Rose was suspicious. “Doctor, what are you-”
“Fine,” he snapped, keeping his voice low. “I’m working on a character.”
“Working on a what?”
“On a character. Welllllll, two characters, to be more specific. For us.”
“Characters for us?” echoed Rose, in bewilderment. “What do you mean?”
“For…you know.”
She didn’t know. “For Halloween?” she guessed, because it was the only thing she could think of.
“Bloody hell,” said the Doctor, and ruffled his hair.
Rose took advantage of the movement to grab at the fresh piece of paper he was working on. “‘Aphorianalette, lost princess of Brefferdon, on the run from -’ Doctor, what is this?”
“Well, that’s a character for you,” he said.
Rose kept reading, and her eyes widened a bit. “Oh,” she said, finally. “I get it. A character.”
“Well, it took you long enough,” he muttered.
Rose sank into the chair beside him, reading. “You named yourself Humphrey? Do you have any concept of what an attractive masculine name is?”
“See, this is why I wanted to do it this way. If you don’t like the name Humphrey, now we can change the name Humphrey without getting into the whole thing, you know, while we’re trying to do the actual role-playing.”

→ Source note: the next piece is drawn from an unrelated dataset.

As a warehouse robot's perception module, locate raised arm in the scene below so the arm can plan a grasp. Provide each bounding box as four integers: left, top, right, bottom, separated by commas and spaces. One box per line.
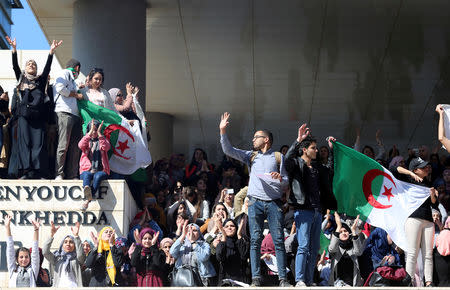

“So what happens after Aphorianalette realizes that Humphrey King of Seausette, is a…” Rose flipped the page over. “That’s all you wrote. What is he?”
“I don’t know,” confessed the Doctor. “A vampire, maybe?”
“A vampire?”
“Wellllll, they’re supposed to be sexy, aren’t they?”
Rose sighed and glanced over at her kids. They were watching winged horse polo, but she was also convinced they were doing their best to eavesdrop on their parents. She dropped her voice even lower. “Were you going to script the sex scene for us, too, or were you going to allow for some improvisation there?”
The Doctor looked frustrated. “I just thought that we could, well…I mean, it would…To be honest, I didn’t even want to do this until you told me I was bad at it, so I’m blaming this whole thing entirely on you.”
“You’re very, very good at almost everything else, though, so what does it matter?”
“Am I?” he asked, reluctantly.
“Yes,” she said, and combed her fingers through the hair on the nape of his neck.
He was silent for a second, then: “What do you mean, ‘almost’?”